Tema e Variações: Música Sem Classe

Escrevi, em 2012, uma série de textos para a Amplificasom, todos eles ligados a compositores do século XX, mas já aí senti um problema que preferi ignorar: usei inúmeras vezes a expressão “música clássica”, sabendo perfeitamente que ela está um pouco errada, mas que isto é uma luta difícil de travar. Já que me voltaram a dar tempo de antena, vou tentar explicar hoje o porquê.

Não é preciso saber muito de história para saber que gostamos de organizar as coisas e que houve um período a que decidimos chamar Renascimento, outro a que chamámos Barroco, etc. Na música, o período Clássico é o período após o Barroco. Bach morreu em 1750, o Barroco praticamente morreu com ele, e podemos pensar no período Clássico como aquele entre 1750 e 1827, ano da morte de Beethoven. Isto não é bem assim (as datas exactas são alvo de debate), mas sempre achei mais fácil memorizar balizas temporais associando-as a eventos relevantes. O que interessa é que decidimos que esse foi o período sagrado da música. Estava decidido que Bach tinha sido o maior génio musical de sempre, reconhecemos que, apesar de ser impossível superá-lo, Haydn, Mozart e Beethoven bem tentaram, e vimos aí uma continuidade concreta, sempre em Viena. Só em meados do século XIX é que começámos a chamar “música clássica” não só à música desse período, mas também à de Bach e a toda essa tradição ocidental. Associamo-la às cortes e às igrejas mas, mais importante do que isso, à notação musical. Há vários factores em jogo, mas não terá sido coincidência o grande desenvolvimento da música “clássica” na Europa após os também grandes desenvolvimentos na escrita da música.

A música popular e a música tradicional não dependem tanto da escrita nem se preocupam tanto com o desenvolvimento e com a novidade, e eventualmente houve uma cisão. Chamamos também à música clássica “música erudita”, “art music” e outras coisas semelhantes, mas será que hoje em dia essa distinção faz sentido? O Steven Wilson tem um enorme conhecimento de prog rock, o Fenriz conhece profundamente a história do black metal, mas vamos chamar a Porcupine Tree ou a Darkthrone música clássica ou erudita? Se não, por que não? Não será o conhecimento da história uma das formas mais típicas de erudição? Se optarmos por uma definição ligada a um conhecimento mais centrado na técnica e teoria musical, será Dream Theater música clássica?
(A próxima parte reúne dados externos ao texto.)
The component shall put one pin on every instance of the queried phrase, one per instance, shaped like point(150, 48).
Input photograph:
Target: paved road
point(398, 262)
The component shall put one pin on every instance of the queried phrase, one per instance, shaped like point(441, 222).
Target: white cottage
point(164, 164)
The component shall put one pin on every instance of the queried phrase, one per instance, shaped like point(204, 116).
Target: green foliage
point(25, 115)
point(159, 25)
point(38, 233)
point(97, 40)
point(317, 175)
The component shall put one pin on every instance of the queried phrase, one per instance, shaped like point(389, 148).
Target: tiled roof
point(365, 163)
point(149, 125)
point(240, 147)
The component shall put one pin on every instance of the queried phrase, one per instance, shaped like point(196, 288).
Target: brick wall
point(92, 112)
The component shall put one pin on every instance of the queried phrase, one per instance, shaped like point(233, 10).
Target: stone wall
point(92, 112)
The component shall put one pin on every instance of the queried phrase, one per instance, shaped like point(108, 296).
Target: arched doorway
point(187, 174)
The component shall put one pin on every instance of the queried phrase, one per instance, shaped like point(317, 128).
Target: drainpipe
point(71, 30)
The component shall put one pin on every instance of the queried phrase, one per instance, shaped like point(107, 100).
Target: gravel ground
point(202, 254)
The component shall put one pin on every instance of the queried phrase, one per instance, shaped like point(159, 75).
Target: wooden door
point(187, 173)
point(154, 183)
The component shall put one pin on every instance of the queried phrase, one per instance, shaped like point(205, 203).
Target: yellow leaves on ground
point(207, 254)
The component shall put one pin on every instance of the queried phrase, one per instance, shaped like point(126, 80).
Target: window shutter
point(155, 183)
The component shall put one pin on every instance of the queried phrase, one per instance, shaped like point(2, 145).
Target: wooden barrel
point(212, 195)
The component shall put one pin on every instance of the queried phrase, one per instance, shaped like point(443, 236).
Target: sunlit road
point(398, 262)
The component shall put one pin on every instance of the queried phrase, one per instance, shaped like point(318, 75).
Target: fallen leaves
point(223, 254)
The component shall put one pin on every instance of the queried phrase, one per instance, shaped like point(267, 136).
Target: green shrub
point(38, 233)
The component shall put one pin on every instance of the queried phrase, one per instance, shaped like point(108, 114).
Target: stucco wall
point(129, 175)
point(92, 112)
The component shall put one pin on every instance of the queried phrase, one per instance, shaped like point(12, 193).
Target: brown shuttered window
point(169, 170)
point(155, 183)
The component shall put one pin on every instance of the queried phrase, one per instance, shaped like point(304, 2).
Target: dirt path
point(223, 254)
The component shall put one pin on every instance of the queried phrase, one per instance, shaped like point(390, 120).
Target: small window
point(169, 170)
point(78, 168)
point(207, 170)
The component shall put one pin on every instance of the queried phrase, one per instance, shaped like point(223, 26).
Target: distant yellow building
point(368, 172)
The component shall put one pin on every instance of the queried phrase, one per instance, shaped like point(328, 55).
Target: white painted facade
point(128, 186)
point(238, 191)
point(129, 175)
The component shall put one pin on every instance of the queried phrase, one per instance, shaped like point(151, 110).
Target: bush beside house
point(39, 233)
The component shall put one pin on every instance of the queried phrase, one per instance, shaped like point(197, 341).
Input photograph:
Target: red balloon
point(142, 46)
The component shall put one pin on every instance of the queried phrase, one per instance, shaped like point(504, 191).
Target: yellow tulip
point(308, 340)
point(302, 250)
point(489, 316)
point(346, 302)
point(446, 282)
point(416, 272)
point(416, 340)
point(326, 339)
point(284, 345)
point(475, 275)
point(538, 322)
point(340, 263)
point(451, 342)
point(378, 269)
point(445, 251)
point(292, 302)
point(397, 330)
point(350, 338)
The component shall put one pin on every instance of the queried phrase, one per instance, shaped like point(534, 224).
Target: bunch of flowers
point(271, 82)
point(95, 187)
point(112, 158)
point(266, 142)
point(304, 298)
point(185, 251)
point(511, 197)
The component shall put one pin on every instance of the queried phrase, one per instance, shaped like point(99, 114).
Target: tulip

Eu diria que não, nos três casos, mas há poucos argumentos convincentes. Compor música para orquestra não significa necessariamente compor música clássica, e compor música sem ser para orquestra não significa que o autor não esteja ligado à música clássica (Stockhausen, por exemplo). No piano, então, a distinção é ainda mais difícil. O ponto mais fundamental estará, possivelmente, na tal questão da escrita da música. O texto do Pinho Vargas que partilhei na semana passada referia isso de passagem. Richard Taruskin, um dos mais importantes musicólogos vivos, recorreu algumas vezes à expressão “música literata”. Parece-me uma forma excelente de resolver a questão, porque põe em relevo a importância da partitura (precisando, muitas vezes, de ser terminada antes de a música poder ser ouvida) e não tem as imprecisões da expressão “música clássica” nem os problemas de “música erudita”. Parece-me, também, que não vai pegar assim tão cedo. Costumes antigos são difíceis de mudar.